Journalist, Author Dana Canedy Is Elected Administrator of the Pulitzer Prizes

July 12, 2017
Dana Canedy with short brown hair and a steel blue blazer

Photo by Eileen Barroso

Dana Canedy, a Pulitzer Prize-winning former senior editor at The New York Times, has been named administrator of the Pulitzer Prizes.

The appointment, effective July 17, was announced by the Pulitzer Prize Board and by Lee C. Bollinger, president of Columbia University, where the prestigious prizes in journalism, letters, drama and music are administered.

Canedy succeeds Mike Pride, 70, editor emeritus of the Concord (N.H.) Monitor, who will retire July 31 after three years as administrator.

Canedy joined The Times in 1996 after eight years of reporting and editing at The Plain Dealer in Cleveland. As a special projects reporter and editor at The Times, she was a lead journalist on “How Race Is Lived in America,” the series that won the 2001 Pulitzer Prize for National Reporting. As Florida bureau chief for The Times, she covered the 2000 presidential election recount and reported on the flight-school training of the 9/11 terrorists. She oversaw national breaking news coverage for The Times for four years.
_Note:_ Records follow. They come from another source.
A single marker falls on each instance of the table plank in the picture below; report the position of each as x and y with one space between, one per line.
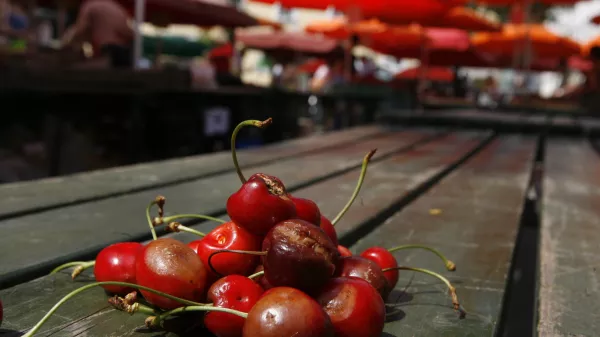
399 173
82 230
570 230
480 206
26 197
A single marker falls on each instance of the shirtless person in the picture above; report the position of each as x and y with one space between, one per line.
105 24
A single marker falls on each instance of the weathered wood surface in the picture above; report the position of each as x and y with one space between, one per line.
82 230
472 216
23 197
387 181
569 293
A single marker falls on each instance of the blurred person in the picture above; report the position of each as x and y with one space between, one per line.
105 24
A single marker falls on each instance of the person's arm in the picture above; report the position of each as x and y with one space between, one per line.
77 30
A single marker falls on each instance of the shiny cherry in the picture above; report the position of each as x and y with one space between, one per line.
298 254
355 308
344 251
307 210
328 228
228 236
286 311
356 266
117 263
233 292
384 259
170 266
260 204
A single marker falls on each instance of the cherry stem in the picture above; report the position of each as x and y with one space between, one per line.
177 227
449 264
230 251
67 265
92 285
451 289
158 319
160 221
160 202
361 178
255 275
251 122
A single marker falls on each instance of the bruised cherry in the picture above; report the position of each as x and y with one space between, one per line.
384 260
298 254
286 311
233 292
357 266
170 266
117 263
228 236
262 280
260 204
344 251
328 228
355 308
307 210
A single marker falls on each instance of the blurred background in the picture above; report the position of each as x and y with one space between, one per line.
91 84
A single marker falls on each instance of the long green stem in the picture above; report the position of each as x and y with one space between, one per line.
361 178
451 288
160 202
252 122
449 264
190 216
177 227
96 284
158 319
67 265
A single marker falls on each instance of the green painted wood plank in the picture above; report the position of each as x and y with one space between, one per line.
40 241
22 197
480 205
569 278
392 177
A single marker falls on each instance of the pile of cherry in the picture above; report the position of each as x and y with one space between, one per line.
275 269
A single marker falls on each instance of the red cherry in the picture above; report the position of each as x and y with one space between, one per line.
285 311
328 228
344 251
262 280
356 266
233 292
307 210
355 308
117 263
228 236
298 254
384 259
170 266
260 204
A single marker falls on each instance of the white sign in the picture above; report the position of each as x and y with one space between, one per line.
216 121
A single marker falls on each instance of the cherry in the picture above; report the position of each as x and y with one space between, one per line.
307 210
234 292
328 228
172 267
228 236
355 308
344 251
298 254
260 204
357 266
117 263
384 259
286 311
262 280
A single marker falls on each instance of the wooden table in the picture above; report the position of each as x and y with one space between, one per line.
467 193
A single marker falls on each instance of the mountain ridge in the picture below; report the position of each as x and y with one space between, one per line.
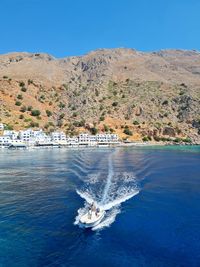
107 89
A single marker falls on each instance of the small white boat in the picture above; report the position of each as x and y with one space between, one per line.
92 218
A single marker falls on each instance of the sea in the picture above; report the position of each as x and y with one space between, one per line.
151 196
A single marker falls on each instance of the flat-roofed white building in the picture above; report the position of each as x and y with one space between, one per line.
5 141
58 137
13 134
34 137
1 127
85 139
72 141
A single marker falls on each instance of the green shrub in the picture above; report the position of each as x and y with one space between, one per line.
18 103
102 118
20 97
74 114
106 128
61 105
62 116
29 108
21 84
23 89
135 122
49 113
30 81
21 116
115 104
23 109
35 112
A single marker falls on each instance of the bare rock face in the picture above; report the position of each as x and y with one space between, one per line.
153 94
169 131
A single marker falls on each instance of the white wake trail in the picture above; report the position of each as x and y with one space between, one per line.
118 188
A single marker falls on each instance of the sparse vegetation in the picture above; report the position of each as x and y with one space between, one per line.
49 113
19 97
35 112
18 103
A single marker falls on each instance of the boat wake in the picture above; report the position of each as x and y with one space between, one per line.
108 193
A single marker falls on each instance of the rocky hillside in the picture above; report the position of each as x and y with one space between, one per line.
149 96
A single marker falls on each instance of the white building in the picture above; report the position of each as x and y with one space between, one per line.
58 137
1 127
33 137
5 141
12 134
72 141
85 139
107 139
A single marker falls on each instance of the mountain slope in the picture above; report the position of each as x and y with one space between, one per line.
151 95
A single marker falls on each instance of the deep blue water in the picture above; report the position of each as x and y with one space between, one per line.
159 226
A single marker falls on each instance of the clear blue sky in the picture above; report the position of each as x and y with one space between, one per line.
74 27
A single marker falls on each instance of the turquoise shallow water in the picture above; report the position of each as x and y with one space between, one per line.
152 196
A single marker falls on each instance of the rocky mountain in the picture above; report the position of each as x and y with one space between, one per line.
149 96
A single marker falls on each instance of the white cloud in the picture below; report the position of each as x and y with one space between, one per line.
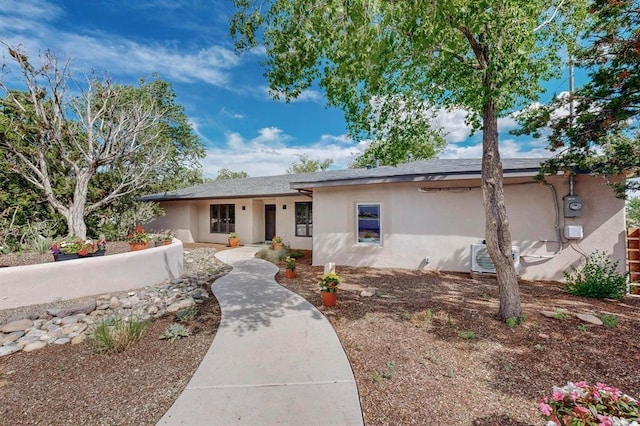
267 154
34 27
509 148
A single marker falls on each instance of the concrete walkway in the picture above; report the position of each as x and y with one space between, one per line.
275 359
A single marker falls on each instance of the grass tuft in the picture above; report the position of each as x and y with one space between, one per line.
117 335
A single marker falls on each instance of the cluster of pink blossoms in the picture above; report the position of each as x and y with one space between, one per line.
581 404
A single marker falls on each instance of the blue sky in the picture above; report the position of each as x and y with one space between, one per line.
225 96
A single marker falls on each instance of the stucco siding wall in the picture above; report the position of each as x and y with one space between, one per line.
191 220
179 217
443 222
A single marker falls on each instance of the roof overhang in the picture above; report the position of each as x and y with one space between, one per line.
407 178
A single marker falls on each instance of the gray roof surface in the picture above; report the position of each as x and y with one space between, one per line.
268 186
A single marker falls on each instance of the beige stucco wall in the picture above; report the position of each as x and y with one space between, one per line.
180 218
48 282
191 218
443 222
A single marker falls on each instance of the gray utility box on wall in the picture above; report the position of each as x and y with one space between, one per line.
572 206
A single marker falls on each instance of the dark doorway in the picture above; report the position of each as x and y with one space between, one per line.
269 221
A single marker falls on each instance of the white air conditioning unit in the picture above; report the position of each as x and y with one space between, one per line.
481 261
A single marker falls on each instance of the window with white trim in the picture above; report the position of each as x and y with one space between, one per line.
369 224
304 219
222 218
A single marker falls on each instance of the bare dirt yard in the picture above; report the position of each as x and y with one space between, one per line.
426 349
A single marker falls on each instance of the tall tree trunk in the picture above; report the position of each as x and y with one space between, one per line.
75 215
497 234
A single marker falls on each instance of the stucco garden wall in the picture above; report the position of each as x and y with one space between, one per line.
48 282
443 221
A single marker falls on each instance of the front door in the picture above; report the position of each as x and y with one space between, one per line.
269 221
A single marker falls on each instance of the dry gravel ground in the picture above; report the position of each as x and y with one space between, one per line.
412 360
415 364
72 385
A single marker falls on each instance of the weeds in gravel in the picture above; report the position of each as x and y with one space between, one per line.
187 314
598 277
424 316
388 373
175 331
560 315
609 320
513 321
467 335
117 335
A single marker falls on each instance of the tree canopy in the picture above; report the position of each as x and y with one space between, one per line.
230 174
307 165
387 64
602 134
91 154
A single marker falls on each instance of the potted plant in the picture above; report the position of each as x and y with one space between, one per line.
234 240
328 287
164 239
276 243
138 239
290 267
73 247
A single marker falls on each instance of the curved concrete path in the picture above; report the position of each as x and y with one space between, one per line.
275 359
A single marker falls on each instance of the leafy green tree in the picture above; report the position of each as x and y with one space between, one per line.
385 62
633 212
602 133
86 153
230 174
307 165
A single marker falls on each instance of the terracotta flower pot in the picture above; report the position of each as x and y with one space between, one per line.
137 246
329 299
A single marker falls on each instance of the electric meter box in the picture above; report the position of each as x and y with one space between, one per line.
573 232
572 206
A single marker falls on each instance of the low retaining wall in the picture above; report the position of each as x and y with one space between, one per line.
48 282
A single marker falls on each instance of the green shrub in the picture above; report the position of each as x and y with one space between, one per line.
117 335
467 335
609 320
274 256
41 245
175 331
598 277
187 314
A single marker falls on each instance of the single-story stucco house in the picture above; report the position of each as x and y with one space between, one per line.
424 215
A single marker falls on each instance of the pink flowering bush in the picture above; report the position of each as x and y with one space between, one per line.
581 404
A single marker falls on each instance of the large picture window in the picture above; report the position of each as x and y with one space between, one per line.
369 225
222 218
304 219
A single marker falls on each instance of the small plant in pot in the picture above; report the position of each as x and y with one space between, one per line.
276 243
328 287
164 239
234 240
290 267
138 239
73 247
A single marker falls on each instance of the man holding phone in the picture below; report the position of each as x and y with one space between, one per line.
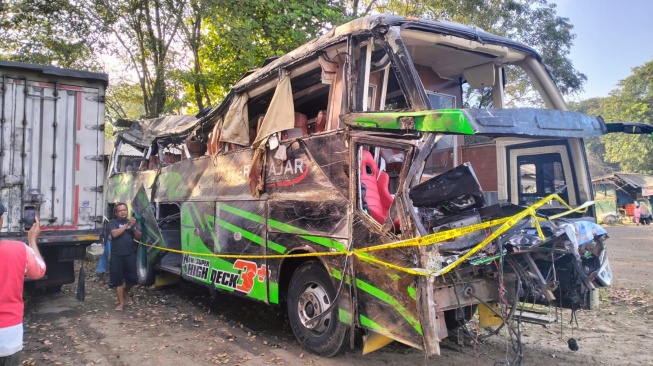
17 261
122 266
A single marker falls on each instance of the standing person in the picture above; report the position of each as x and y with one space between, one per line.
17 261
122 266
644 213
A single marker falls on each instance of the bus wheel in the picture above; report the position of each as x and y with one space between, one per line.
144 270
310 293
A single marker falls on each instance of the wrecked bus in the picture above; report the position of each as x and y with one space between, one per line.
351 181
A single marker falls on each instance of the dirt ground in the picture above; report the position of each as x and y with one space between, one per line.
182 325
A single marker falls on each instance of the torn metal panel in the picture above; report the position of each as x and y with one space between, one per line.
151 234
144 132
235 128
455 191
205 178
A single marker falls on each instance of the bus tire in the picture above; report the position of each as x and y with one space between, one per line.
309 294
144 269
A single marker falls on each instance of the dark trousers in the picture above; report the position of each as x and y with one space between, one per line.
11 360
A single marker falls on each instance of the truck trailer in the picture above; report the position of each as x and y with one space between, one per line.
52 161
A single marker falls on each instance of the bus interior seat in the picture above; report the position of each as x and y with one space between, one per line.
377 196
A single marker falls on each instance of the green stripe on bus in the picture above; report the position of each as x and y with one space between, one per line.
252 237
387 298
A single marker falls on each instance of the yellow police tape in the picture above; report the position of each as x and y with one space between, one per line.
431 239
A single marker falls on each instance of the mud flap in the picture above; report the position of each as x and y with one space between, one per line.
374 341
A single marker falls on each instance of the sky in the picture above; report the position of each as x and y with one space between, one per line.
612 37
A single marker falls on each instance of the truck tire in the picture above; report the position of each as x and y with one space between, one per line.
144 269
309 294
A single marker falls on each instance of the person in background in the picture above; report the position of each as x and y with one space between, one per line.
122 265
17 261
644 213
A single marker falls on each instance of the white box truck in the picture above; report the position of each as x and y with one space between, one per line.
52 161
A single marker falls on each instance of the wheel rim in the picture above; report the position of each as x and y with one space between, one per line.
312 302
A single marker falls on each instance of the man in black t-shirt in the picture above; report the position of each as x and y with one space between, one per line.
122 267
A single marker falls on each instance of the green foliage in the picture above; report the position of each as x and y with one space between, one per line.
632 101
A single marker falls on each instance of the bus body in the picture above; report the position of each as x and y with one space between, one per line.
350 181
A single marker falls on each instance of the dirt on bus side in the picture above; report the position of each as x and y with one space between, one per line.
182 325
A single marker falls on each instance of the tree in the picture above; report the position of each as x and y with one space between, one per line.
594 147
632 101
144 31
241 34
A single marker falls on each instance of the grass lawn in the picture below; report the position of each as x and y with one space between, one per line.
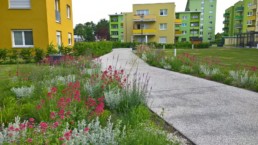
229 58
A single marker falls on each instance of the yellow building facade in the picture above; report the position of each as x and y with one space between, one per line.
152 23
36 23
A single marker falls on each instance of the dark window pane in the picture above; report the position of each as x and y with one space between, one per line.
17 37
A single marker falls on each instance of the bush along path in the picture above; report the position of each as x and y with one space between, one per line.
204 111
76 102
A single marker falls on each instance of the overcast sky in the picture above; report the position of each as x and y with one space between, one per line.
94 10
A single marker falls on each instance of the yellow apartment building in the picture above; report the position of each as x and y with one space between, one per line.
35 23
153 23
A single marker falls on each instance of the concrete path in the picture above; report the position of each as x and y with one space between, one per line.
207 112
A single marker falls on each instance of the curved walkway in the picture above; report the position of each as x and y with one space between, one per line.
208 113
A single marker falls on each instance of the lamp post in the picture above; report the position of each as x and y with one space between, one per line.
142 16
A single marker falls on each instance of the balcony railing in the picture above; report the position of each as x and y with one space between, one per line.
251 18
250 28
225 29
178 21
144 18
178 33
58 16
144 32
240 9
253 7
225 21
238 17
238 26
226 14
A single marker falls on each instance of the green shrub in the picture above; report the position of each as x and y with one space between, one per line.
93 49
3 54
26 55
39 54
51 49
148 134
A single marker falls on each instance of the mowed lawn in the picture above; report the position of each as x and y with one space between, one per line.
229 58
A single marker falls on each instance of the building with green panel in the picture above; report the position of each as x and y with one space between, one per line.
249 18
190 26
116 27
207 9
239 17
229 16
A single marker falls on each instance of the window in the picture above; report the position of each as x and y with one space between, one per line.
22 38
68 11
142 12
163 26
249 13
163 12
183 24
57 11
69 38
58 38
249 22
162 39
184 17
195 17
19 4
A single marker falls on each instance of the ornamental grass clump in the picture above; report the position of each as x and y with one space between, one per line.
243 79
208 72
23 91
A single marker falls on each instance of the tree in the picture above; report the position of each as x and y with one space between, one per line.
86 31
102 30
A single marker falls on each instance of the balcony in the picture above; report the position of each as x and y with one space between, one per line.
250 28
225 21
145 18
114 36
227 14
253 7
225 29
178 21
238 26
178 33
239 18
144 32
177 27
58 16
251 18
239 9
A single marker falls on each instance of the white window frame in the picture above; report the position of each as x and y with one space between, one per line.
163 26
142 12
163 12
19 7
68 11
59 41
163 39
69 38
23 39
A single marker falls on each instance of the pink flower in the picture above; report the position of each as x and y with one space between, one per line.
52 115
43 126
29 140
31 119
67 135
22 126
53 89
86 129
55 125
91 102
100 108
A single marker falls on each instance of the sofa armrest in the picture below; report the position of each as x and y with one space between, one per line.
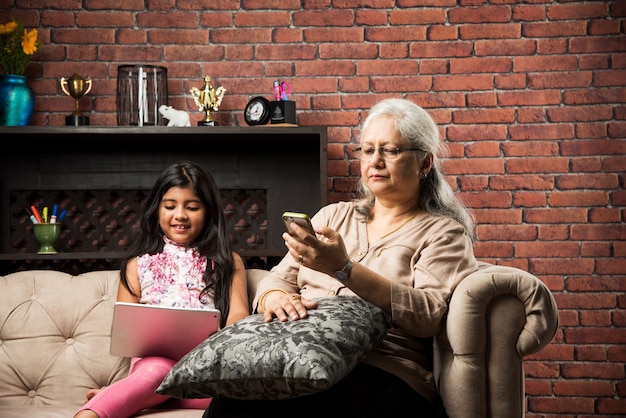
496 316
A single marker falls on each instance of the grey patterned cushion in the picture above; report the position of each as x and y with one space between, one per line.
251 359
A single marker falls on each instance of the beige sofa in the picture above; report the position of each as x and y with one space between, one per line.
54 342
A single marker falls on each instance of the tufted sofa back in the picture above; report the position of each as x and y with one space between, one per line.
54 336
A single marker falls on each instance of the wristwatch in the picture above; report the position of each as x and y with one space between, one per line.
344 274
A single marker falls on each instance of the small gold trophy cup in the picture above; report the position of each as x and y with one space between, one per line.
208 99
77 87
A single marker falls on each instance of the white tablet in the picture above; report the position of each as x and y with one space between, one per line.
140 330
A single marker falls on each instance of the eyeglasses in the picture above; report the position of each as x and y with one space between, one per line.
385 153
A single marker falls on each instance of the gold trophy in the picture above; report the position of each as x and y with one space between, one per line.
208 99
77 87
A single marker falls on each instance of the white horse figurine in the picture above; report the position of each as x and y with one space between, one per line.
175 117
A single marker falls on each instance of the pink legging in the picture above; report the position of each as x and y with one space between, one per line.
128 396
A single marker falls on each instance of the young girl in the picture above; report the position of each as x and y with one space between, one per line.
182 257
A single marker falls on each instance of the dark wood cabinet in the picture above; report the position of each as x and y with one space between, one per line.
100 175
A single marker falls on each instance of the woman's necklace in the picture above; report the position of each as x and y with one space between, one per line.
401 225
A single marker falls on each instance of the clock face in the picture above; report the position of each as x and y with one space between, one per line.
257 111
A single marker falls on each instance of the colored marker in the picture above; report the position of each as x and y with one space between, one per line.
36 213
53 217
31 216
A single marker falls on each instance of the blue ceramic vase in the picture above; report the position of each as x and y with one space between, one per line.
17 100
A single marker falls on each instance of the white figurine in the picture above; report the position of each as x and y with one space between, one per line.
175 117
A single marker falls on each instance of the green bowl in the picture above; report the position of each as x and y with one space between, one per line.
47 235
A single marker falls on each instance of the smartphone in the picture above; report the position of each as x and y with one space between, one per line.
301 219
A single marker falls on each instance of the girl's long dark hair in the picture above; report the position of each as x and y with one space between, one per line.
213 242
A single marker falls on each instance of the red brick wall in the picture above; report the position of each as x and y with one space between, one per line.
529 96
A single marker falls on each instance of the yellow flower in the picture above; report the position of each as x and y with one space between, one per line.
17 46
29 41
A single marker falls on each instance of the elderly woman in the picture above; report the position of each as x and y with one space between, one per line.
404 246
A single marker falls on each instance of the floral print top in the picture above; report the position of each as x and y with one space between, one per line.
173 277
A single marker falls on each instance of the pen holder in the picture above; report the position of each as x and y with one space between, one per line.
47 235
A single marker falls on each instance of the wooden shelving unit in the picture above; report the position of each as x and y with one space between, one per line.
283 168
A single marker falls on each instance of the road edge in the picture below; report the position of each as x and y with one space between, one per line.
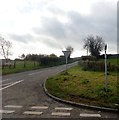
77 104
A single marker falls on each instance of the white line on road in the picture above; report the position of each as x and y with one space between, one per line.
90 115
13 106
39 107
12 84
35 73
6 84
4 80
7 111
32 113
63 108
60 114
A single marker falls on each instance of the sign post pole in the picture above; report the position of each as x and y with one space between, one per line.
66 54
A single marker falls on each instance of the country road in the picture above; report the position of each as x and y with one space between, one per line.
23 97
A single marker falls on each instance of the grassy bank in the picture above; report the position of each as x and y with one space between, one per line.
84 87
19 67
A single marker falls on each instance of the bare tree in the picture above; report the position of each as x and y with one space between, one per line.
94 45
5 48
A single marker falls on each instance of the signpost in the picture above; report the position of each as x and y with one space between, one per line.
106 82
66 54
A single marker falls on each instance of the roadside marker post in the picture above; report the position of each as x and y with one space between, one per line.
106 81
66 54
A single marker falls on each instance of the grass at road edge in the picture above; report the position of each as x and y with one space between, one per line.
84 87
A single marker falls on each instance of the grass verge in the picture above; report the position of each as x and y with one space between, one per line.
86 87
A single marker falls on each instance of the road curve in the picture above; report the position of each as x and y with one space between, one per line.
23 97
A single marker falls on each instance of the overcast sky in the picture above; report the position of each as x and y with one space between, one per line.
48 26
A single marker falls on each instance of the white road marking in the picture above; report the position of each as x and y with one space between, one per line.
60 114
12 84
90 115
6 84
63 108
7 111
13 106
39 107
35 73
32 113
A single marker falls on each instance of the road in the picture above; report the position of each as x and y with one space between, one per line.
23 97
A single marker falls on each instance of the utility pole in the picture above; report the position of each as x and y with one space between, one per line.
106 81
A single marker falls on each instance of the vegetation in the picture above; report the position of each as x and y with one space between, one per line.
84 87
33 62
5 47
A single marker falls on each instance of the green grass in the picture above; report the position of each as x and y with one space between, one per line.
20 67
84 87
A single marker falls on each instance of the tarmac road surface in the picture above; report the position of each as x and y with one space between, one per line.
23 97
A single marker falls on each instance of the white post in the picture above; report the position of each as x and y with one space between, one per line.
106 82
66 54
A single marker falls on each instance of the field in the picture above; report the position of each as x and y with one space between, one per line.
85 87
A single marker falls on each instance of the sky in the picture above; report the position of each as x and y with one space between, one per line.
49 26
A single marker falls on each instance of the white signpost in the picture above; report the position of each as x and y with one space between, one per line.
66 54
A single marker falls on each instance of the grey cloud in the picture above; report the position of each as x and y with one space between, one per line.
22 38
102 21
51 27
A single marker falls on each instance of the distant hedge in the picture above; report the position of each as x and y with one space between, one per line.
98 66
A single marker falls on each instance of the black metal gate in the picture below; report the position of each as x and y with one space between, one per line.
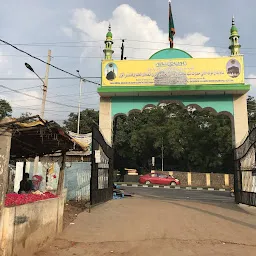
245 171
102 169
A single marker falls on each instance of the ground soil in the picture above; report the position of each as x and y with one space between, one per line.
140 226
71 211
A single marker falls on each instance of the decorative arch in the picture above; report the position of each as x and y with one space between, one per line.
170 53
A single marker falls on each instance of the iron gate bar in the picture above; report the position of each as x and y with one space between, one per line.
100 195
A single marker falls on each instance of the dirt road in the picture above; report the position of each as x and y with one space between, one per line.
140 226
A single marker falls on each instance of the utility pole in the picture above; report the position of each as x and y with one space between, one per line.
162 154
45 86
79 106
122 51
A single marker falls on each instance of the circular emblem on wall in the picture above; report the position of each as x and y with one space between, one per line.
233 68
111 71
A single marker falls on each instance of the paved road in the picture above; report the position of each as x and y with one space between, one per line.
202 196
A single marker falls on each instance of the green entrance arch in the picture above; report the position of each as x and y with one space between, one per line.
172 75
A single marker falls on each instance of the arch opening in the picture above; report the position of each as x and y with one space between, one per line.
189 133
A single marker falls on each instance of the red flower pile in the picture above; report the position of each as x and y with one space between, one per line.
19 199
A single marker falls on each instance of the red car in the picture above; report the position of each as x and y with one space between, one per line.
161 179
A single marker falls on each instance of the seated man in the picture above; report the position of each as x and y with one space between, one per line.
26 184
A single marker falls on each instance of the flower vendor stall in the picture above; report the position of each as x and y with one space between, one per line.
29 220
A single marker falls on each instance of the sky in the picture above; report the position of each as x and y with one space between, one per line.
75 32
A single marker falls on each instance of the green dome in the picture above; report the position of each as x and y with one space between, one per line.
109 34
233 29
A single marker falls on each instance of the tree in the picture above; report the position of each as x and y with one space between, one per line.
88 117
193 140
26 115
5 109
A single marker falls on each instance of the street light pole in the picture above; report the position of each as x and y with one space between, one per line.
45 88
79 102
162 154
45 82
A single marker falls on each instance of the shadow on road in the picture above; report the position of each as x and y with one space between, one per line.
245 224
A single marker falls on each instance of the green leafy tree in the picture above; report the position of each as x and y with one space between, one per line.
192 140
88 117
5 109
27 115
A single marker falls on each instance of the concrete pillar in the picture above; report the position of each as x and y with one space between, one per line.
226 180
189 179
241 126
105 119
241 129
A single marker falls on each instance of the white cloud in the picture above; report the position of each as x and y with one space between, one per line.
143 35
22 103
67 31
252 82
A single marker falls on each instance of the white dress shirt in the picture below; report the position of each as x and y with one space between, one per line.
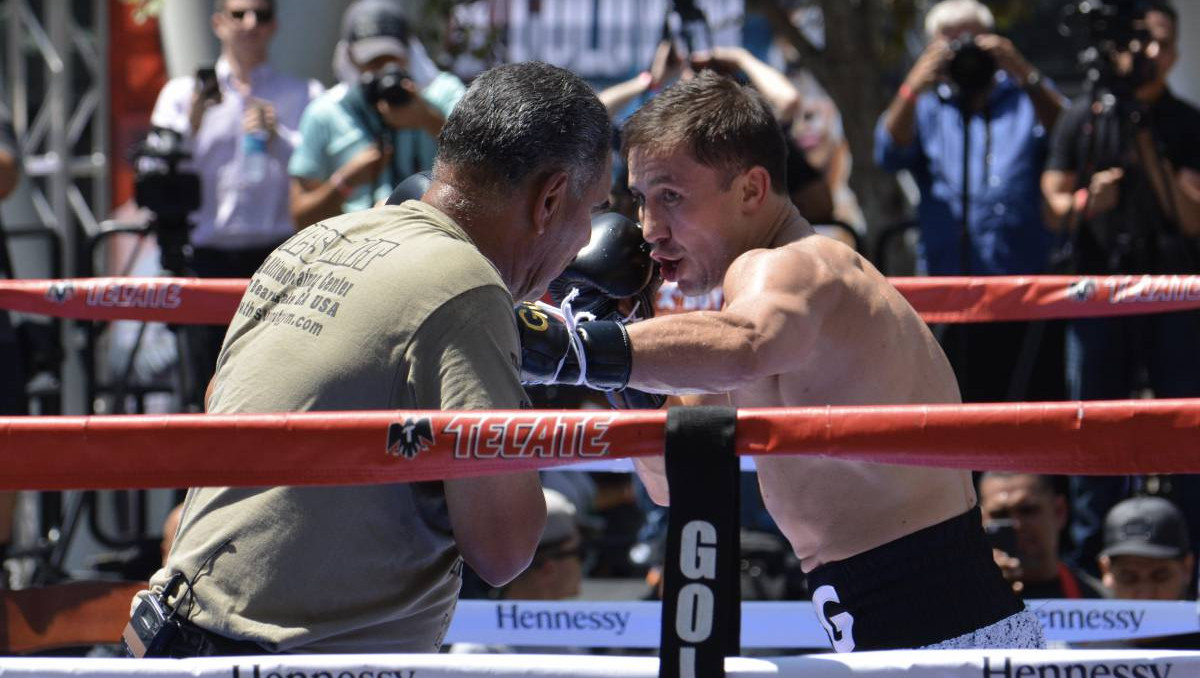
235 214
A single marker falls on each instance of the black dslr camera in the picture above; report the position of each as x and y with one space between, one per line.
167 191
387 84
160 185
1111 29
971 69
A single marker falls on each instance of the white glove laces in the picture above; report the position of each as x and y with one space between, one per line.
571 321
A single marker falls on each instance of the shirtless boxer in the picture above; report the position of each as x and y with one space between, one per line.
895 556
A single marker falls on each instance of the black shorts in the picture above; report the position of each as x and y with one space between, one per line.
931 586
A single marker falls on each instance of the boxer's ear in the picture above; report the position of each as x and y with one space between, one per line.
753 186
550 199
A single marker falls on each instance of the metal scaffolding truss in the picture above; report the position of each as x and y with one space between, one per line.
57 63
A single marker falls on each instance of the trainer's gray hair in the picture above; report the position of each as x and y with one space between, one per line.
958 12
521 119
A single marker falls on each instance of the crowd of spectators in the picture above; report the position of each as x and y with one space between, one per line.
1013 179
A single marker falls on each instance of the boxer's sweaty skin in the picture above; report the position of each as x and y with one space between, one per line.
805 322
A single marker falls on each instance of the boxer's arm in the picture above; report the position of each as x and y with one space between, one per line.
491 517
777 303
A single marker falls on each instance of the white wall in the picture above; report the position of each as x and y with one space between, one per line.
1186 76
303 46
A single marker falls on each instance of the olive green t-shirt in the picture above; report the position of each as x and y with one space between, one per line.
383 309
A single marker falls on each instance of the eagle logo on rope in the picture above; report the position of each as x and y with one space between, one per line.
411 438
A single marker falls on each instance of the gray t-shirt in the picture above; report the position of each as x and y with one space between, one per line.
382 309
After Canedy’s partner, First Sergeant Charles Monroe King, was killed in combat during the first Iraq war in 2006, she used the journal he had begun for their unborn child as the basis for a book, A Journal for Jordan: A Story of Love and Honor. Canedy's memoir has been published in 10 countries in eight languages and has been optioned for a movie by Columbia Pictures and Denzel Washington.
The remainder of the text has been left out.